COPY Examples

For additional examples, see the reference pages for specific parsers: DELIMITED (Parser), ORC (Parser), and PARQUET (Parser).

Specifying String Options

Use COPY with FORMAT, DELIMITER, NULL, and ENCLOSED BY options:

=> COPY public.customer_dimension (customer_since FORMAT 'YYYY')
   FROM STDIN
   DELIMITER ','
   NULL AS 'null'
   ENCLOSED BY '"';					

Use COPY with DELIMITER and NULL options. This example sets and references a vsql variable input_file:

=> \set input_file ../myCopyFromLocal/large_table.gzip
=> COPY store.store_dimension
   FROM :input_file 
   DELIMITER '|' 
   NULL ''
   RECORD TERMINATOR E'\f';

Including Multiple Source Files

Create table sampletab, and then copy multiple source files to the table:

=> CREATE TABLE sampletab (a int);
CREATE TABLE
=> COPY sampletab FROM '/home/dbadmin/one.dat', 'home/dbadmin/two.dat';
 Rows Loaded
-------------
           2
(1 row)	

Use wildcards to indicate a group of files:

=> COPY myTable FROM 'webhdfs:///mydirectory/ofmanyfiles/*.dat';

Wildcards can include regular expressions:

=> COPY myTable FROM 'webhdfs:///mydirectory/*_[0-9]';

Specify multiple paths in a single COPY statement:

=> COPY myTable FROM 'webhdfs:///data/sales/01/*.dat', 'webhdfs:///data/sales/02/*.dat', 
	'webhdfs:///data/sales/historical.dat';

Distributing a Load

Load data that is shared across all nodes. Vertica distributes the load across all nodes, if possible:

=> COPY sampletab FROM '/data/file.dat' ON ANY NODE;

Load data from two files. Because the first load file does not specify nodes (or ON ANY NODE), the initiator performs the load. Loading the second file is distributed across all nodes.

=> COPY sampletab FROM '/data/file1.dat', '/data/file2.dat' ON ANY NODE;

Specify different nodes for each load file. COPY specifies to distribute the load of two files as follows:

  • file1.dat on nodes v_vmart_node0001 and v_vmart_node0002
  • file2.dat on nodes v_vmart_node0003 and v_vmart_node0004
=> COPY sampletab FROM '/data/file1.dat' ON (v_vmart_node0001, v_vmart_node0002), 
	'/data/file2.dat' ON (v_vmart_node0003, v_vmart_node0004);

Loading Data from Shared Storage

To load data from HDFS, S3, Google Cloud, or Azure, use URLs in the corresponding schemes, webhdfs:///path, s3://bucket/path, gs://bucket/path, and azb://bucket/path, respectively.
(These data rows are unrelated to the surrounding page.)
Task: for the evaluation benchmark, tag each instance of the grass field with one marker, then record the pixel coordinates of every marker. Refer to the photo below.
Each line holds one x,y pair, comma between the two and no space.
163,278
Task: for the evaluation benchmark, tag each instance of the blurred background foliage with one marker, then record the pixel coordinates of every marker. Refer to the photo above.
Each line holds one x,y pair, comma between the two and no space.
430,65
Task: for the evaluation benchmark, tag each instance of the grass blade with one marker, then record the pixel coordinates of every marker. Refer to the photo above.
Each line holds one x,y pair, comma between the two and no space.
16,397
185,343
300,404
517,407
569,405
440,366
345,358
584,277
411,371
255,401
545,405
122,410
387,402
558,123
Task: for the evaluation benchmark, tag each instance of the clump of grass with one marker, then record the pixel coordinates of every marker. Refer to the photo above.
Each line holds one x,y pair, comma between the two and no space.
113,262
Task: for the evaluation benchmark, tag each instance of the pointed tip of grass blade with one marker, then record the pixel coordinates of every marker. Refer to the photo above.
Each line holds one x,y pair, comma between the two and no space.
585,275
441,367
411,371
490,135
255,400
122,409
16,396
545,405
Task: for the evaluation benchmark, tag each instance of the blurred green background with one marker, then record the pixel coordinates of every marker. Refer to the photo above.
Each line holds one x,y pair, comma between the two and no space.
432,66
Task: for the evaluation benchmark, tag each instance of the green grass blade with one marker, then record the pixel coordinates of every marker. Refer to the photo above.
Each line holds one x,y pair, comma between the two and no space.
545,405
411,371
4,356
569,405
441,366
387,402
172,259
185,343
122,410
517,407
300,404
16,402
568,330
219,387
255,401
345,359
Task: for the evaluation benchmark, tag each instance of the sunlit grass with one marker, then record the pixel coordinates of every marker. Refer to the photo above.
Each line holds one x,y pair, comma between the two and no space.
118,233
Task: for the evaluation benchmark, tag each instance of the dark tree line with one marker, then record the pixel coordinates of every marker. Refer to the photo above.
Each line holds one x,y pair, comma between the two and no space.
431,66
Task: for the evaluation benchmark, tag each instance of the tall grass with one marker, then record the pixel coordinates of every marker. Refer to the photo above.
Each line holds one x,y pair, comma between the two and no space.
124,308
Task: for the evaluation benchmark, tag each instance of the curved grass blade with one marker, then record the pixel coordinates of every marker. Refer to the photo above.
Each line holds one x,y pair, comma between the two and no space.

Loads from HDFS, S3, GCS, and Azure default to ON ANY NODE; you do not need to specify it.

Load a file stored in HDFS using the default name node or name service. See HDFS File System for more information about HDFS URLs.

=> COPY t FROM 'webhdfs:///opt/data/file1.dat';

Load data from a particular HDFS name service (testNS). You specify a name service if your database is configured to read from more than one HDFS cluster.

=> COPY t FROM 'webhdfs://testNS/opt/data/file2.csv';

Load data from an S3 bucket. See S3 Object Store for more information.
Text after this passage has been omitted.